In order to screen the preferred, or most kinetically competent substrate for this α-glucosidase, a previously-developed label free chiral-dopant glycosidase assay was used^[6,16,29]. A total of seven different natural substrates with different glycosidic linkages were screened using this fixed ligand kinetic method-based assay. (For assay details, please see supporting information). A scale that plots ΔR_fixed (R_{product-fixed} − R_{control-fixed}) on a relative scale from 0 to 100% is used to present all data measured from the assay (Table 2). The α-1,3 linked nigerose substrate is found to be most kinetically competent. The order of kinetic competency for all the alpha-linked disaccharide substrates based on their linkage connectivity between pyranoses is: 1–3 > 1–2> 1–1 > 1–4 > 1–6. It is also confirmed in this study that this enzyme has the ability to digest large polysaccharides such as starch, making it a potentially valuable tool for food processing applications. Additionally, although this substrate competency assay is applicable to a high-throughput format in principle, a lack of adequate carbohydrate desalting tools still limits its utility. Current state-of-the-art desalting methods are still low in their recovery ratios (<5%) for small carbohydrates such as monosaccharides, which require 10- to 100-fold more enzyme and substrate for salt-sensitive applications. With improvements in the carbohydrate desalting step, this assay can also be applied to a high throughput platform.

Table 2.

Enzyme substrate table for 7 glucose-containing natural product substrates and their respective kinetic competency (relative percentage order of ΔR_fixed) for α-glucosidase in a label-free chiral dopant assay.

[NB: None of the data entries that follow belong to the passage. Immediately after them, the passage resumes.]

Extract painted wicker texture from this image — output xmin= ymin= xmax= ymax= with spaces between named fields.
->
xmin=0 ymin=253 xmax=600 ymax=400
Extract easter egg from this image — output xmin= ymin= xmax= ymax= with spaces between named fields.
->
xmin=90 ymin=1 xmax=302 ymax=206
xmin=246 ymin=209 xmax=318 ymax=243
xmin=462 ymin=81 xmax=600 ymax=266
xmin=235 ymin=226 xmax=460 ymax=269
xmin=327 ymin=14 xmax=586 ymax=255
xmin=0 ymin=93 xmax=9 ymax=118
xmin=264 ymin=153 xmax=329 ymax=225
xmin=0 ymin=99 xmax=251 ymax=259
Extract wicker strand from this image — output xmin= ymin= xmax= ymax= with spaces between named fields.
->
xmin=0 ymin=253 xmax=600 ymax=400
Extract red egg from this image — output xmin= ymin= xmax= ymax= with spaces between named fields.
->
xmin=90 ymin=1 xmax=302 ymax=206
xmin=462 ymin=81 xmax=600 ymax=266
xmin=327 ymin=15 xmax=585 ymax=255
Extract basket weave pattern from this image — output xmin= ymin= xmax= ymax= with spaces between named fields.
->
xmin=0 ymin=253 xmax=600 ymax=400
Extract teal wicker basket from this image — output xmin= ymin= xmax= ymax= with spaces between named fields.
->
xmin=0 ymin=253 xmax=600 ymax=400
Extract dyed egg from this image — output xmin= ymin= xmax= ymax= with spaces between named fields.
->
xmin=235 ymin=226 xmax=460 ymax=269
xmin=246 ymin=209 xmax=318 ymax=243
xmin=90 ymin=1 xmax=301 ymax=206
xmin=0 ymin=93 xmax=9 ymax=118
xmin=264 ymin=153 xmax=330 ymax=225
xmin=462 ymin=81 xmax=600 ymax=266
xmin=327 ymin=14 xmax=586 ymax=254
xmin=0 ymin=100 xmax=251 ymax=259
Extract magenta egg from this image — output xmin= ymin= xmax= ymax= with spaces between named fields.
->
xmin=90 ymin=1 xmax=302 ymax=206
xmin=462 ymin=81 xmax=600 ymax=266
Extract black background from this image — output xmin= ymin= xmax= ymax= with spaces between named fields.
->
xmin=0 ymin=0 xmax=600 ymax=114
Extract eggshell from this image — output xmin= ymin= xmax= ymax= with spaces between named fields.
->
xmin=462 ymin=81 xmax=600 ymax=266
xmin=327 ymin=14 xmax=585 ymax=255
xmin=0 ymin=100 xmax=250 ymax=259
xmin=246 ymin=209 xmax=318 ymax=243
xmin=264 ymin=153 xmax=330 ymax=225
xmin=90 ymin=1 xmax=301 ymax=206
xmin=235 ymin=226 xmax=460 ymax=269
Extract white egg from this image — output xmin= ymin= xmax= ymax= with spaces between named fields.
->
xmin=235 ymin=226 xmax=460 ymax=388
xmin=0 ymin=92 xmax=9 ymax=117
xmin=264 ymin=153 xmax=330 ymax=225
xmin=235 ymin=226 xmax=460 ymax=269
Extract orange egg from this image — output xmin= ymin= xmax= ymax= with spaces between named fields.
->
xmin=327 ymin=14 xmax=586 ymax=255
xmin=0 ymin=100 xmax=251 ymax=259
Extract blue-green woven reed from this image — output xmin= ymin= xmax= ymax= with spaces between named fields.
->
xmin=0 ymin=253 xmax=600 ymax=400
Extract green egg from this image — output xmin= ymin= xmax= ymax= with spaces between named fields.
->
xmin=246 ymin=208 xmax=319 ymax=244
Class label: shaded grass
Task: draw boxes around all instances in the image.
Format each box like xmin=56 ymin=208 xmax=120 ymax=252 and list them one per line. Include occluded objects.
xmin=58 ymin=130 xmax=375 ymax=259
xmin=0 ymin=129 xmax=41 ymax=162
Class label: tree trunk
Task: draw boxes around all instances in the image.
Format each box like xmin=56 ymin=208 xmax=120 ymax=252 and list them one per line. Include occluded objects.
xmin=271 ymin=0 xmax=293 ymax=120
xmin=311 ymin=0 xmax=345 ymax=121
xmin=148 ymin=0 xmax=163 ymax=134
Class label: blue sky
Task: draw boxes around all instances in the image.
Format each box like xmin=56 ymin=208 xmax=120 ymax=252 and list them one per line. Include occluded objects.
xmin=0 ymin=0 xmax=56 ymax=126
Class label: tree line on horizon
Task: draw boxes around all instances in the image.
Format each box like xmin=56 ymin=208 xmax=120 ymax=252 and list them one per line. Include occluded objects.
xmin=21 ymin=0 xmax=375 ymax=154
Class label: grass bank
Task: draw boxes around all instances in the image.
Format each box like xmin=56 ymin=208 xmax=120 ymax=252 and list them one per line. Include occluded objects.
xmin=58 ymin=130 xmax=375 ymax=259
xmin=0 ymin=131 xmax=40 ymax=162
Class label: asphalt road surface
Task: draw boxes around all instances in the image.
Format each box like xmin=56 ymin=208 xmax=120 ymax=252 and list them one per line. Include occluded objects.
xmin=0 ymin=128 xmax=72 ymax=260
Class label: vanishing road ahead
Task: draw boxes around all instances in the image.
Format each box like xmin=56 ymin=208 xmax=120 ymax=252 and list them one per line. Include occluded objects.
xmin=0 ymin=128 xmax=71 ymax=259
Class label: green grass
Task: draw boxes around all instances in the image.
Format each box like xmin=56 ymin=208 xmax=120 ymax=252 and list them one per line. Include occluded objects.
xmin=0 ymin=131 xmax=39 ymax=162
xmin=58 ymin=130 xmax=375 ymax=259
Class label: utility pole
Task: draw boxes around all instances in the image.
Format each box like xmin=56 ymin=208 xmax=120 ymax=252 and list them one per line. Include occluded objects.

In summary, we have developed a high-throughput glycosidase assay that utilizes mass spectrometry for detection and a novel methyl glycoside substrate library for screening that is stable to the higher temperatures required to probe thermophilic enzymes. This assay takes just a few hours for analysis and has a micromolar level limit of detection. Assay detection relies on ESI-MS analysis monitoring for a particular mass loss. This assay is also easy to set up on a HTS platform, providing the ability for future library expansion. Multiple commercial enzymes with well-characterized functions have been tested to positively validate the assay. One putative glycosidase gene from thermophilic bacterium Thermus thermophilus has been recombinantly expressed in E. coli and characterized as an α-glucosidase using this newly developed assay. Further experiments on this putative enzyme determined the optimal reaction temperature, pH value as well as other kinetic parameters. An α1-3 linkage was determined to be the most kinetically competent for this enzyme by our glycosidase substrate competency assay. Generally, this current high-throughput MS-based assay, along with our previously developed chiral dopant MS-based assay, have the ability to relatively quantify screened substrates to provide more information on subtle kinetic differences between glycosidase primary/secondary substrates. We envision these new sets of glycosidase assays to serve as useful complementary tools to the current norm of fluorescent or spectroscopic assays to set a better standard for future glycosidase characterization. Future directions in our assay development aim to expand the current library with additional methylated sugars, including rare sugars, and to continue characterizing more putative glycosidases with different linkages and substrate specificities to complement the existing glycosidase toolbox.